Panel Paper: Segregated Neighborhoods, Segregated Schools: Do Charters Break a Stubborn Link?

Friday, November 8, 2019
Plaza Building: Concourse Level, Governor's Square 12 (Sheraton Denver Downtown)

*Names in bold indicate Presenter

Peter Rich1, Ann Owens2 and Jennifer Candipan2, (1)Cornell University, (2)University of Southern California


In the U.S., most children enroll in public schools based on the school district jurisdiction and local neighborhood school catchment zone in which their family lives. As a result, neighborhood and school racial segregation patterns reinforce one another. Neighborhood schools’ compositions reflect segregated neighborhoods, and neighborhood segregation occurs in part as parents try to maximize local school options when choosing where to live.

While a deterministic link between residential address and school assignment is still common, it has become less frequent among the over 2,500 thousand school districts across the country that now fund charter schools. Most charter schools are unregulated by local zoning rules and therefore draw on students from many neighborhoods across a school district. And although charters are only attended by 1 in 20 public school students nationwide, their share has more than doubled since 2000, with no sign of slowing.

What happens when charter schools expand in a school district? By providing parents with more flexibility in both school and housing decisions, charters may lead to changes in school and residential segregation. We hypothesize that if school segregation is largely a “de facto” function of neighborhood segregation, then added enrollment flexibility could lead to more integrated schools as families can more freely access preferred alternatives outside of their segregated neighborhoods. Conversely, if school access is a driver of residential decision-making, charter schools may enable families to consider a wider range of neighborhoods—including those with more racial diversity, cheaper housing costs, or proximity to other amenities—that could lead to a decrease in residential segregation.
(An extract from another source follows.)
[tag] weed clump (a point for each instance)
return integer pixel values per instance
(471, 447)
Our study investigates the effect of charter school enrollment growth on changes in neighborhood and school segregation between 2000 and 2010. We use school population counts from the National Center of Education Statistics’ Common Core of Data and residential population statistics from the 1990-2010 decennial censuses and the 2008-12 American Community Survey. To our knowledge, this is the first study to simultaneously explore the effect of charters on school and residential racial segregation in districts across the U.S.

With multilevel structural equation models, we show that charter presence substantially increases school segregation but modestly decreases residential segregation. We also show that residential segregation among households with children is more responsive to charter sector expansion than those without children. And although we test for white-Hispanic and white-Asian segregation effects, we find that only white-black segregation is affected by charters. Notably, our findings are substantiated with a falsification test predicting segregation using future charter enrollment growth.

Our results have two critical implications. First, the fact that we find divergent effects in residential and school segregation reveals that, in the absence of expanded non-neighborhood alternatives, many families choose where to live based on where their children will attend school. Second, although we show that charter school policy weakens the typical neighborhood-school segregation link, it does so by creating a pathway for increased segregative school sorting rather than by integrating both residential and school peer environments.